Türkeş’i anarken bir iftirayı gömmek -1-

4 Nisan 2012 Alparslan Türkeş’in vefatının 15 yıldönümüdür. Bu münasebetle rahmetli Türkeş’e yönelik sayısız saldırılardan birisini ele almak ve tarihe gömmek amacı ile bu makaleyi gündeme taşıyorum. Türkiye’de sol hareketin büyük bir bölümü tarafından “Özel Harp Dairesi-Alparslan Türkeş-MHP” bağlantısı efsanesi tekrar tekrar gündeme getirilmiştir. Bu iftirayı en acımasız ve kanıtsız şekilde sömüren ise Ecevit Kılıç’ın “Özel Harp Dairesi-Türkiye’nin Gizli Tarihi” adlı kitabıdır.
Kılıç’ın kitabından alıntılarla çarpıtmaları tek tek ortaya koymak mümkündür. Kılıç şöyle diyor: “Savaş sırasında Türkiye’de tanınmayan Türkeş’in adını Naziler çok iyi biliyordu. Avrupa’daki gizli örgütler üzerinde en kapsamlı araştırmayı yapan ünlü araştırmacı Daniele Ganser’e göre Nazilerin İkinci Dünya Savaşı’nda Türkiye’de bağlantılı olduğu kişi Alparslan Türkeş’ti”.
Kılıç’ın bahsettiği Daniele Ganser’in “NATO’nun Gizli Orduları” adlı kitabı son derece yüzeysel, ikincil ve üçüncül kaynaklara dayalı bir çalışmadır. Kitabın Türkiye bölümü ise kullandığı kaynaklar açısından tam bir felakettir. Bu bölümde kullanılan bir çok kaynak PKK’nın Almanya’da bastırdığı propaganda kitaplarına dayanmaktadır. Nitekim, A. Türkeş ile ilgili iddiasını ileri sürdüğü 393-394. sayfalara baktığımız zaman Ganser’in bu görüşüne kaynak olarak Fikret Arslan ve Kemal Bozay’ın yazdığı “Grauen Wolfe heulen wieder” adlı (Bozkurtlar yeniden uluyor) Almanya’da yayınlanan komünist ajitasyon/propaganda kitabı olduğunu görürsünüz. Böyle bir kaynağa dayanarak ortaya attığınız iddia uyduruktur.

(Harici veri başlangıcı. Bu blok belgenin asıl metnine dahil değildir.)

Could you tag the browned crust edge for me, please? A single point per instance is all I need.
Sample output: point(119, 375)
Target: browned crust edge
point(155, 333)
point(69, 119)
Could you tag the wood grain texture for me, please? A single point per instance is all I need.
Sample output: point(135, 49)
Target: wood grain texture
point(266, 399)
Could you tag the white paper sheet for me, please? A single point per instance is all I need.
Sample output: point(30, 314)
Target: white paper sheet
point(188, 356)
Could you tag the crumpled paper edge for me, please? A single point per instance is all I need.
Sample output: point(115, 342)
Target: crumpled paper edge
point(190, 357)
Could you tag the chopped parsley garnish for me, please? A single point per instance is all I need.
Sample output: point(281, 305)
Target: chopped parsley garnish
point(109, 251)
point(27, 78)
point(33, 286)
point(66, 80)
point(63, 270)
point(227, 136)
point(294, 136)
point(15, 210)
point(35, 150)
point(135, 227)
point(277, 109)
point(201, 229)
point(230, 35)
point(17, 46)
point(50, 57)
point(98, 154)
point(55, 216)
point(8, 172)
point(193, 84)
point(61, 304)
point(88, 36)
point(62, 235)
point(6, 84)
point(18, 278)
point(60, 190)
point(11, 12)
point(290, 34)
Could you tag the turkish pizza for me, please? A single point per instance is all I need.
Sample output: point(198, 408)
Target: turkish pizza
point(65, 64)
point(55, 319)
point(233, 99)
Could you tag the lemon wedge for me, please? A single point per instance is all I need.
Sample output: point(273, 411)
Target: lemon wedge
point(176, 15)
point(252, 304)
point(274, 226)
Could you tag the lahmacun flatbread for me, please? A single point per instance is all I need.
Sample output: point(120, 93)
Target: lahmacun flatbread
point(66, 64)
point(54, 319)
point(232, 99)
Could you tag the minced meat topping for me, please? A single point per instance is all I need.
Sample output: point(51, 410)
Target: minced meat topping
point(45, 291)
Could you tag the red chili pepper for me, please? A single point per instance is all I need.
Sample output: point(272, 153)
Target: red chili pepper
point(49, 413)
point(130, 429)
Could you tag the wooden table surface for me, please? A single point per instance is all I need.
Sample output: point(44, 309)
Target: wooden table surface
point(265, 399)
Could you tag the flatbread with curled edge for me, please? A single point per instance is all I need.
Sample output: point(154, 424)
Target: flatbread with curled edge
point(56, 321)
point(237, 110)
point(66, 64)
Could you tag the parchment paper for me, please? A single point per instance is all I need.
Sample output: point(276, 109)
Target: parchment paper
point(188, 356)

Kılıç, Türkeş ile ilgili bir başka efsaneyi de özensiz bir şekilde gündeme taşıyor. 1948’de 16 Türk subayı iki ordu arasında yapılan bir anlaşma gereği “gerilla savaşı” konusunda eğitim almak üzere ABD’ye yollandı diyor. Gerçekten de 16 Türk subayı 1948 senesinde ABD’ye yollanıyor ancak subayları Genelkurmay Başkanlığı keyfi olarak seçmiyor. Yapılan İngilizce dil sınavını kazanan 16 subay yollanıyor. Subayların politik görüşlerinin seçilme ile herhangi bir ilgisi yok. Ancak Kılıç, 27. sayfada “Nazilerin Türkiye’deki bağlantılı ismi olan Alparslan Türkeş” ve s. 29’da “Alparslan Türkeş ve Turgut Sunalp’in liste başı olduğu ekip” diyerek iki çarpıtma yapıyor. Ölçüt, dil sınavında yüksek puan almak için liste başı olmayı oluşturacak tek şey dil sınavından yüksek puan almak. Ancak Kılıç, burada gördüğü bir listeye atıfta bulunmuyor sadece psikolojik operasyon yapıyor.
ABD’ye yollanan 16 subay içinde 27 Mayıs’ta Milli Birlik Komitesi içinde ve Alparslan Türkeş’in politik olarak karşısında yer alan Ahmet Yıldız ve Mucip Ataklı da var. Özellikle Ahmet Yıldız, 1970’li yıllarda Türkiye’de solun önde gelen isimlerinden.
Bu subaylar gerilla ve özel harp eğitimi mi alıyorlar? Hayır, aldıkları eğitim “İleri Piyade Tekamül Kursu”. Zaten Kılıç da Türkeş’in “Şahinlerle Dans” adlı kitabındaki anılarına dayanarak eğitimin Georgia’da Amerikan Piyade Okulu’nda gerçekleştiğini ifade ediyor. Kılıç’a göre bu okuldaki eğitimin son üç ayında özel harp teknikleri öğretilmiş. Demek ki 3 ayda özel harpçi olunuyormuş!!! Kılıç, kitabında Fransa’da kurulan özel harp yapısından bahsederken şöyle diyor: “Elemanları tamamen Amerika’da özel harp eğitiminden geçirilen bu örgütün baş kahramanı ise Alparslan Türkeş’le benzer özellikler taşıyan Francois Grassouvre’ydi. O da İkinci Dünya Savaşı sırasında tıpkı Türkeş gibi Nazilerin yanında yer almıştır.” Kılıç, böylece bir yandan büyük bir yalanla Türkeş’i Nazi bağlantılı olarak ortaya koymakta ve ülkesi Fransa, Nazi orduları tarafından işgal edilen ve onlarla işbirliği yapan Francois Grassouvre ile benzer göstermektedir.
Kılıç’a bu yetmiyor; “Portekiz’de özel harp örgütünü kuran Yves Guillon da Türkeş gibi yüzbaşı iken ABD’de eğitim almıştır” diyerek devam etmektedir. Doğrusu çok etkileyici bir benzerlik... Aslında Kılıç, kitabın değişik yerlerinde ilgili ilgisiz konuyu Türkeş’e getirerek psikolojik savaş metni kaleme alıyor.
Kılıç, 49. sayfada Özel Harp Dairesi’ni kuran kadroların isimlerini veriyor. Bunların arasında Alparslan Türkeş yok. İlk kez bir doğru ile karşılaşıyoruz Türkeş ile ilgili. Türkeş emekli olduğu 13 Kasım 1960 tarihine kadar Seferberlik Tetkik Dairesinde hiç görev yapmamış. Bu nasıl özel harp dairesi kurucusu ki özel harp dairesinde hiç çalışmamış.